Synthesis and Oxidative Stability of an Anionic Perfluoroethyl Cobalt(III) Complex

Upon reaction of the versatile tris(perfluoroethyl) cobalt(III) precursor [ fac ‐(MeCN) 3 Co(C 2 F 5 ) 3 ] with potassium tris(pyrazolyl)borate (KTp) in the presence of a tetraphenylphosphonium salt, κ 2 ‐ and κ 3 ‐ adducts of the scorpionate ligand with cobalt were observed. Heating this mixture to 50 °C induced complete κ 3 ‐coordination of the Tp ligand to cobalt to afford the anionic complex [PPh 4 ][( κ 3 ‐Tp)Co(C 2 F 5 ) 3 ] in 81 % yield.

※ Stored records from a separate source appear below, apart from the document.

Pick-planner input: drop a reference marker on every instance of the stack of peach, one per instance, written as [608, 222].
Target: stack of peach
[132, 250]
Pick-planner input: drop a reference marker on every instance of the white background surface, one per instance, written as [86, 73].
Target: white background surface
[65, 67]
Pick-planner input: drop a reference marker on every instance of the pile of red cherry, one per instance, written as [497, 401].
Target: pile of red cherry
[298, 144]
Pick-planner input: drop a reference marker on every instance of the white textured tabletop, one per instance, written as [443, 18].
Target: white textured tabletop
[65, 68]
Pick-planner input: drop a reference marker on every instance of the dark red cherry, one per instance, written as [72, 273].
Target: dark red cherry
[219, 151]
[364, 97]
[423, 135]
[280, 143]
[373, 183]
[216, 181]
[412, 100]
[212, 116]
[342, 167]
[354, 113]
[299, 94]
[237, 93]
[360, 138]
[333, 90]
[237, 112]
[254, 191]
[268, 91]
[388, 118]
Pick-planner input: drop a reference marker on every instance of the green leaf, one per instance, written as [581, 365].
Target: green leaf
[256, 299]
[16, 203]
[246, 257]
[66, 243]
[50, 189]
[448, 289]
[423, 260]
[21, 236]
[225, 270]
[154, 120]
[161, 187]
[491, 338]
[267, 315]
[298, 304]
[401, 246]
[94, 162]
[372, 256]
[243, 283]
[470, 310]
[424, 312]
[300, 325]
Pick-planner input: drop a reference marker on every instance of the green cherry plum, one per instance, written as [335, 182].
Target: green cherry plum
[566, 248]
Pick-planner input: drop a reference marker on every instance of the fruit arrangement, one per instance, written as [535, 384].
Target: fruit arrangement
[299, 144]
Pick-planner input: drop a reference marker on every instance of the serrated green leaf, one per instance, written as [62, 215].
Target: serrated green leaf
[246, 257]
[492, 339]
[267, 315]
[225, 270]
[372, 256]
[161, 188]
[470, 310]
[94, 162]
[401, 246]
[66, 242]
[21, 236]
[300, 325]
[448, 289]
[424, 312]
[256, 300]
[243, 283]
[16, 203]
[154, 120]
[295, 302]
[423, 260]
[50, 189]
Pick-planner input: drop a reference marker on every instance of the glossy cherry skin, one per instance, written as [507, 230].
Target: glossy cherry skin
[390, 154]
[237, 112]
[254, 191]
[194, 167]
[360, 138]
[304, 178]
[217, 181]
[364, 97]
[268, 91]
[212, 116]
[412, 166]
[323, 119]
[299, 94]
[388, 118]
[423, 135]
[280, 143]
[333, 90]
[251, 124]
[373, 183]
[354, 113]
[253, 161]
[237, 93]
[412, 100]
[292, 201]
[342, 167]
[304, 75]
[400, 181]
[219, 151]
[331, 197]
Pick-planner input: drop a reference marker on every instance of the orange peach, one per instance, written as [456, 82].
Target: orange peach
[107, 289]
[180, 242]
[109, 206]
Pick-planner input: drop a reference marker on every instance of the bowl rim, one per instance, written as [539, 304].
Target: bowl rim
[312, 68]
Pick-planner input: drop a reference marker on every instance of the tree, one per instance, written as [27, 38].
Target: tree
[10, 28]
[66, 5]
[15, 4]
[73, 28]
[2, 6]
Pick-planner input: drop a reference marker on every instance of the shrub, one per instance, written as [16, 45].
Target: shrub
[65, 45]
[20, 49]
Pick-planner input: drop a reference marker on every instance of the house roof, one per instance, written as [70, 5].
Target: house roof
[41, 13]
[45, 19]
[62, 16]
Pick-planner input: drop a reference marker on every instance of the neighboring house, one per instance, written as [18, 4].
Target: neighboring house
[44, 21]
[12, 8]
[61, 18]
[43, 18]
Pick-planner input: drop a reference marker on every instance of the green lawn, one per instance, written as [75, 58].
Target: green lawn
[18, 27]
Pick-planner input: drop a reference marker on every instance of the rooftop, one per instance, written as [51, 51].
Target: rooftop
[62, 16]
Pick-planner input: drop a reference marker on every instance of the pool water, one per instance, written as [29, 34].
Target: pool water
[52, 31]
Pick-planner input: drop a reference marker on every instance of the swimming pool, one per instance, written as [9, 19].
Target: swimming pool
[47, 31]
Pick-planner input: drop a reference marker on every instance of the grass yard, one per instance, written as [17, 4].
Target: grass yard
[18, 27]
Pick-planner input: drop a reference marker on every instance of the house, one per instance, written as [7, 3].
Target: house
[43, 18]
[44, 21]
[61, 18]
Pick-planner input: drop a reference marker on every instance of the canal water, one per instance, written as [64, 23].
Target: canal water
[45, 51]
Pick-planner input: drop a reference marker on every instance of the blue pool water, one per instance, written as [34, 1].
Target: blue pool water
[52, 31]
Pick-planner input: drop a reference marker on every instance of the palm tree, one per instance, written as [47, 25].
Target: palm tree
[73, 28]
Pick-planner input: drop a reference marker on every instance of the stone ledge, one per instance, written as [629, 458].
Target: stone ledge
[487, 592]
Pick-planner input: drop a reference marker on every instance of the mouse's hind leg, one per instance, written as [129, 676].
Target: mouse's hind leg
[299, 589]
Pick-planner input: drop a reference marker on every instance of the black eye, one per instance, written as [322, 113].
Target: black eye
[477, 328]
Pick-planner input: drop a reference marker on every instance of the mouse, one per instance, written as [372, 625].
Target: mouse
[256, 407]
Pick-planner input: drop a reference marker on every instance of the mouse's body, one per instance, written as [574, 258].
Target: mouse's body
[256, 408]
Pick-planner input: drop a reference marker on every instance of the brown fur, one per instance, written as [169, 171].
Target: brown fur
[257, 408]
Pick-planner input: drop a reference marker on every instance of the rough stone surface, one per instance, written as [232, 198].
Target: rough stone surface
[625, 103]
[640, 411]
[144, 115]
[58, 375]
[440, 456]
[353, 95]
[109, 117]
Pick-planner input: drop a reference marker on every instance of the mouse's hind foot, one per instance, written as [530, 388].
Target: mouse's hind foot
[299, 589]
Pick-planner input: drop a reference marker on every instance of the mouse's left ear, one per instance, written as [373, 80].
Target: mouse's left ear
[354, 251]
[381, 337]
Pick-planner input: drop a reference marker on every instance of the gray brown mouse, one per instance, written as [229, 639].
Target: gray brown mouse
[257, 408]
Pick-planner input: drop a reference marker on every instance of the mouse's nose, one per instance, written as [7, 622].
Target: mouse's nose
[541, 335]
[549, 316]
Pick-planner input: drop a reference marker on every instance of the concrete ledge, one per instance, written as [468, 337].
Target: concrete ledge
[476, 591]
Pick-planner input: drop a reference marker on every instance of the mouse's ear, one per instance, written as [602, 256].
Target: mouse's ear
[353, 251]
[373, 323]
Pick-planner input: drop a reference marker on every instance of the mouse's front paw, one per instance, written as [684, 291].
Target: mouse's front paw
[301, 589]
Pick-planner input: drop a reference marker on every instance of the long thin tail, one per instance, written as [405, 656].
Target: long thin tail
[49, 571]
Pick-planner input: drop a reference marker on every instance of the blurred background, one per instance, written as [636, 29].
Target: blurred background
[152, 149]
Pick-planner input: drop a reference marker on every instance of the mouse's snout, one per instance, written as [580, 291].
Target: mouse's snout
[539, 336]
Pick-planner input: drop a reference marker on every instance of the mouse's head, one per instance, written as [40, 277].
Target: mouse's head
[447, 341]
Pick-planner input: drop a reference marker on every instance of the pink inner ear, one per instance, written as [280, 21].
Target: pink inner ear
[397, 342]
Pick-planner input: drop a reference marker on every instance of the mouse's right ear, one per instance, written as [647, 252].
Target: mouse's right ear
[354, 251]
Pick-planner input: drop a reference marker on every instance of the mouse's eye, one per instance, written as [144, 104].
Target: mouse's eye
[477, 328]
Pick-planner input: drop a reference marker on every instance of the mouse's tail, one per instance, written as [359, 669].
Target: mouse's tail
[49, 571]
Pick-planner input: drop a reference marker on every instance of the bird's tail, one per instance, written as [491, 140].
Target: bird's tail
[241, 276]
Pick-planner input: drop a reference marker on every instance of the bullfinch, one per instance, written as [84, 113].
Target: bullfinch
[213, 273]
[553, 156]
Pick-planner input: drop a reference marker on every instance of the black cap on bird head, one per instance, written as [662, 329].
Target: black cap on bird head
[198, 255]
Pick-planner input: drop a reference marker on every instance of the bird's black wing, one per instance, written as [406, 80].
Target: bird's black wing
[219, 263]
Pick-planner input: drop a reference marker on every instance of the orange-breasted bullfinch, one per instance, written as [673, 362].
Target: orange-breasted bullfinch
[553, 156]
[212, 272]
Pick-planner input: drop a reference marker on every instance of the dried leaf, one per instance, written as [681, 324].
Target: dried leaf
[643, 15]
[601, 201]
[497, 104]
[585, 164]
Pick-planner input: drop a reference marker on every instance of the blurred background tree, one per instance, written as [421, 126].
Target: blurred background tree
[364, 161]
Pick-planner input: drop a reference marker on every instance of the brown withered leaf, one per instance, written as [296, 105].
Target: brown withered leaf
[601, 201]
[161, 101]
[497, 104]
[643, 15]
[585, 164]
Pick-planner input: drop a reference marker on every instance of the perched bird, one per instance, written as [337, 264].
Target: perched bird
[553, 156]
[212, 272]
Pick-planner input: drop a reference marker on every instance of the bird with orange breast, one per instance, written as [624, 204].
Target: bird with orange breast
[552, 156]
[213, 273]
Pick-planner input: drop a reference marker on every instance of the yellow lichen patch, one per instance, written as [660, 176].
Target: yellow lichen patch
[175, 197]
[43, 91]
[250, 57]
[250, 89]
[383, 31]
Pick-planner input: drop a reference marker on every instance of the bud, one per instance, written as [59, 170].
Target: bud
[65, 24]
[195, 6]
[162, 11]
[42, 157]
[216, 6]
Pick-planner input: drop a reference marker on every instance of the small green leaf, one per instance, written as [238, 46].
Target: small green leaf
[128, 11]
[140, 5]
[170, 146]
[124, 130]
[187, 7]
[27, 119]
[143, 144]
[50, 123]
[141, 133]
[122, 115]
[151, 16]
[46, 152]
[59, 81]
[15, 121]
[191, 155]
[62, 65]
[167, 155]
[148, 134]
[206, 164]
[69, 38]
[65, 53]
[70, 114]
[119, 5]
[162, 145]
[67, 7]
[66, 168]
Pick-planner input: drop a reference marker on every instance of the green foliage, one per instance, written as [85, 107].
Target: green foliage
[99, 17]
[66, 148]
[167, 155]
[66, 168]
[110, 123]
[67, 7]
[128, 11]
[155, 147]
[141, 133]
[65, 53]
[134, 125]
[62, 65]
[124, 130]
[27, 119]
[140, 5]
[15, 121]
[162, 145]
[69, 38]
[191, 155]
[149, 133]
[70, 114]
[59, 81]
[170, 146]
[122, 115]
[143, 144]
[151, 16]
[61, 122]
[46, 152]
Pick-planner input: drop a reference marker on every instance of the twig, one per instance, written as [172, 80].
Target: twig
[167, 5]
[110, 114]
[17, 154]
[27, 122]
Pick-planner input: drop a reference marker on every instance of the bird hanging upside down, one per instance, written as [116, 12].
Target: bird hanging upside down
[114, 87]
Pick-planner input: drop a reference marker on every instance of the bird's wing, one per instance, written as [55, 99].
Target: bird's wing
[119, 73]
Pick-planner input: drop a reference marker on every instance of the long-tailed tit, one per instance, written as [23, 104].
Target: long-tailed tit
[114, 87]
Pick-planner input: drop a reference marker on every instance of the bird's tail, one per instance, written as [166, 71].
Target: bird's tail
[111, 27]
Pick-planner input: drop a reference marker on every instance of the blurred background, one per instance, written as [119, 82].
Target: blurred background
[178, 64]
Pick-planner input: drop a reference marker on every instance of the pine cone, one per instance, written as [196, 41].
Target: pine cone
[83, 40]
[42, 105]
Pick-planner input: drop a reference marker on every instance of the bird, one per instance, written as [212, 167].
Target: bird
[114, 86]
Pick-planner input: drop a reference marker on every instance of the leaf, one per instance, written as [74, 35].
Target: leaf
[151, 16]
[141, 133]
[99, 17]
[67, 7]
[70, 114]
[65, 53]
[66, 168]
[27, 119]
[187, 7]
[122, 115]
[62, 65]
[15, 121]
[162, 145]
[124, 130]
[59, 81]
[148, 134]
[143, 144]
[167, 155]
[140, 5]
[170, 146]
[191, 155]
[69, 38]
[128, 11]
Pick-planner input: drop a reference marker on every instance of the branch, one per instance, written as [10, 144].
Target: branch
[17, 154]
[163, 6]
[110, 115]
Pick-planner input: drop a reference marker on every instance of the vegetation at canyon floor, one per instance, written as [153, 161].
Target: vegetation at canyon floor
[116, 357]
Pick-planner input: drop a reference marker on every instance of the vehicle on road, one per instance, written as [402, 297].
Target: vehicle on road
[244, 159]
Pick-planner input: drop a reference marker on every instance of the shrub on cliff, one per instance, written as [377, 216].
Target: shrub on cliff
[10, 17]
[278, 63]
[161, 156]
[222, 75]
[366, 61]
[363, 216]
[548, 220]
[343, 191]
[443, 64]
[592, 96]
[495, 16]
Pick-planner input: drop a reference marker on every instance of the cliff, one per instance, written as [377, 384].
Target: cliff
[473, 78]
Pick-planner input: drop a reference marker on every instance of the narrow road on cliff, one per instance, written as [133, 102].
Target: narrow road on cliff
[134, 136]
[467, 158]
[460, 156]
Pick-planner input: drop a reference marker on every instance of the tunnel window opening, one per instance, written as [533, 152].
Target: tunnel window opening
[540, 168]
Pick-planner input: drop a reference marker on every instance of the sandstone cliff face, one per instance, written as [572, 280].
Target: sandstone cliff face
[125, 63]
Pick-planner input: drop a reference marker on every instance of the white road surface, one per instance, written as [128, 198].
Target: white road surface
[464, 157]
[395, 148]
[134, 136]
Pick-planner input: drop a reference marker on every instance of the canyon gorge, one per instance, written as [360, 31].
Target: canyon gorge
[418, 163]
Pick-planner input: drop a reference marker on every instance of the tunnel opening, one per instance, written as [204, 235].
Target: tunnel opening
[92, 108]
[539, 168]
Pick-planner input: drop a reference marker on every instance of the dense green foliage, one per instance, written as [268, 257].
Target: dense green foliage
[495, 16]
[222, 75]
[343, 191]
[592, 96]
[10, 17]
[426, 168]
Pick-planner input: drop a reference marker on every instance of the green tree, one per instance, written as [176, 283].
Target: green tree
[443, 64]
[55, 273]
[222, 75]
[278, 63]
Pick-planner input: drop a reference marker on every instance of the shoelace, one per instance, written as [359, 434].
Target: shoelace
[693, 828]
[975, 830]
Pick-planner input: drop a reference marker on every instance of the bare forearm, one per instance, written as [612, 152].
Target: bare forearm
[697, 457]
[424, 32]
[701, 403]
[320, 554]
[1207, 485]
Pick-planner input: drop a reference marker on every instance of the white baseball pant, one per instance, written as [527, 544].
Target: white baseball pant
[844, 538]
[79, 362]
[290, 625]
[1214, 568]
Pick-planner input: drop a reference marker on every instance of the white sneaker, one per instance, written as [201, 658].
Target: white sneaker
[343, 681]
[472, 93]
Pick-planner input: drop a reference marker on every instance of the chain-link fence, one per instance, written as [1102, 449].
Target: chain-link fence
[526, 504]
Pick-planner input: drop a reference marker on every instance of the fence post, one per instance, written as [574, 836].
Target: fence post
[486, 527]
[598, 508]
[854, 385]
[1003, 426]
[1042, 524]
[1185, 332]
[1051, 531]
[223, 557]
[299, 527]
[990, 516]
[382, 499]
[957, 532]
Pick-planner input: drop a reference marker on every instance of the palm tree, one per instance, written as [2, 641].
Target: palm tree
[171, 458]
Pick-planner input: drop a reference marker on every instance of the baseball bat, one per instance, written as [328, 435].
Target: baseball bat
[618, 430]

This new fluoroalkyl cobalt complex was characterized by NMR and UV‐Vis spectroscopies, X‐ray crystallography, and cyclic voltammetry. The oxidation of [PPh 4 ][( κ 3 ‐Tp)Co(C 2 F 5 ) 3 ] occurs at much less‐positive potentials relative to the related [(MeCN) 3 Co(C 2 F 5 ) 3 ] and [(tpy)Co(C 2 F 5 ) 3 ] derivatives.